Этой зимой регион накрыл полноценный кризис, о котором автор писал в «Военном обозрении». Даже совместные проекты с Росатомом не покроют все растущие потребности, и чтобы избежать совсем жестких сценариев дефицита к 2027 году (прогноз), требуются инвестиции в проект нового энергетического и водного контура.

Вот подобные нормы, призваны как раз дать сигнал инвесторам, что договариваться по ресурсам будет исключительно гарант – государство, а для населения, которое любое изменение в ресурсной базе воспринимает как весьма опасное действие, как раз государственная собственность на ресурсы дает определенное спокойствие.

В этом плане интересной новацией является ввод в систему управления такого органа, как Агентство по противодействию коррупции, директор которого утверждается верхней палатой Парламента, по представлению, конечно, главы государства, а также такая форма отчетности, введенная в Конституцию, как «ежегодный Национальный доклад о противодействии коррупции в респ. Узбекистан». Представляется он наряду с отчетами Счетной палаты.

Противодействие коррупции – это всегда благо, но здесь есть своя особенность.

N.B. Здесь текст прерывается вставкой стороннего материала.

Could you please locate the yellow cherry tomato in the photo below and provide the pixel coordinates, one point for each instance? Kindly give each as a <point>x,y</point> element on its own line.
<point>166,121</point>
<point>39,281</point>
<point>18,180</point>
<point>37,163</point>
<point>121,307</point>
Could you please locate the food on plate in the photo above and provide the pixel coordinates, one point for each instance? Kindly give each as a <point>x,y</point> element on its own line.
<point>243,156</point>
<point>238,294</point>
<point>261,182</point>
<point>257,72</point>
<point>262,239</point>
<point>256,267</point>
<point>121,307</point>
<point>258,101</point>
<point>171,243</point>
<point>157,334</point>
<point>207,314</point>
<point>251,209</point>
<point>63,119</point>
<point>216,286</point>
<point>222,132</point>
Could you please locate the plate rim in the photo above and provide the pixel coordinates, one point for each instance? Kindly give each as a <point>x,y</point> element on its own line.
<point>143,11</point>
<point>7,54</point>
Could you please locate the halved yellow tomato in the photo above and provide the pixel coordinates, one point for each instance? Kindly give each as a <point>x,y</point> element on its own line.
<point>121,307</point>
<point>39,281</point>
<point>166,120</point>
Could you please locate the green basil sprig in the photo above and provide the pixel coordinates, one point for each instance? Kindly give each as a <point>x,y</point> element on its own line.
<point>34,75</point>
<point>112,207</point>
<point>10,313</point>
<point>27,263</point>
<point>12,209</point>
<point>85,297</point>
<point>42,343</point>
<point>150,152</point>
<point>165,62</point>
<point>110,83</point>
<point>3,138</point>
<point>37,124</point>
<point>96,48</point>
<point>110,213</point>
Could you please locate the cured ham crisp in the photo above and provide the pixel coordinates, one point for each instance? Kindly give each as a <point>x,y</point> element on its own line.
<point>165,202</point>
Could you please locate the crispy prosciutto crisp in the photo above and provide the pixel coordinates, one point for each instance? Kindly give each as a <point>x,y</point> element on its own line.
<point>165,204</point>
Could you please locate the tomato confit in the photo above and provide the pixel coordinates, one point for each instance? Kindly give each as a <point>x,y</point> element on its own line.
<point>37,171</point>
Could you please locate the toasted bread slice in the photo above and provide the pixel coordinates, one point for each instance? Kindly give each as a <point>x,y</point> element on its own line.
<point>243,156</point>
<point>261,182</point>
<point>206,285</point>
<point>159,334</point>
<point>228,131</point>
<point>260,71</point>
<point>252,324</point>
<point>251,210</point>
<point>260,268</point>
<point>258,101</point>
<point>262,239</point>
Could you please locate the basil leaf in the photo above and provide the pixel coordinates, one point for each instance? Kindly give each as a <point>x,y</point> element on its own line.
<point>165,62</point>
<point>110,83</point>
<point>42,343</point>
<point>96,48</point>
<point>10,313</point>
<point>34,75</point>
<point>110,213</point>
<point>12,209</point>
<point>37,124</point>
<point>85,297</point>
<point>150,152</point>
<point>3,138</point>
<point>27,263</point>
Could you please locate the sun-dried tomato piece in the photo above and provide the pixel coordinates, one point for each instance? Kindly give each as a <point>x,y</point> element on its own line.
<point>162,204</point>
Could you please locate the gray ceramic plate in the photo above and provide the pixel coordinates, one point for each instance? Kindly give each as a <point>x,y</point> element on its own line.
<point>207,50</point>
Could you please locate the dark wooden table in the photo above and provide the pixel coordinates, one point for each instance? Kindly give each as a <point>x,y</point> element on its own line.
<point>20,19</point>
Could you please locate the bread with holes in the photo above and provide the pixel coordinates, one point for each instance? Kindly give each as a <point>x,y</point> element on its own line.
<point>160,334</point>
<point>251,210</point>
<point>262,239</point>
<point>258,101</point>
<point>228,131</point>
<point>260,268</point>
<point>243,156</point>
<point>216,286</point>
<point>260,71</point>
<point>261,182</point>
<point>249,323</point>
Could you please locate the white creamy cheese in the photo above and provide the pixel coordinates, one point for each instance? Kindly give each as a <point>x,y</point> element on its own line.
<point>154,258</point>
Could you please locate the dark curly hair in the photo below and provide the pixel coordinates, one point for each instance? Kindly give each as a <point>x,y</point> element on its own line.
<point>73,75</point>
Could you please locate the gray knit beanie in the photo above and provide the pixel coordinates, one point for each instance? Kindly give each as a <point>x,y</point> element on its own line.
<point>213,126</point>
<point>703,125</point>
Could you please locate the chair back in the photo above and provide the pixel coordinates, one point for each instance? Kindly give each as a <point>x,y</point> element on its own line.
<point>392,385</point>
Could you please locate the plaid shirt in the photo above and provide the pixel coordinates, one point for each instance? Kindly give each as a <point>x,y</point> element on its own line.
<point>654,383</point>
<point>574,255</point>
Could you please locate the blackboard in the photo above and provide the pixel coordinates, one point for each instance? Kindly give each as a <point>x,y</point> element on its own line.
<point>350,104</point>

Дело в том, что такие формы отдельных специализированных форм антикоррупционных институтов – это традиционная рекомендация МВФ для «развивающихся стран». Тут можно вспомнить (хотя и не очень хочется это сегодня делать) Украину, где кредиты были жестко увязаны в функционированием НАБУ (антикоррупционного бюро), а также персоналиями, данный орган контролирующими.

Для привлечения китайских или арабских инвестиций создание такого органа именно в подобной форме желательно, хотя и не обязательно, а вот если есть нацеленность на выход на международные (прежде всего западные) наднациональные кредитные платформы, то его создание выглядит более чем оправданным.

Подготовка к масштабному инвестиционному циклу
Это означает, что соседи будут готовиться к привлечению крупных инфраструктурных инвестиций по этой линии. Своего рода это сигнал Китаю и арабским странам о недостаточности инвестиционной активности.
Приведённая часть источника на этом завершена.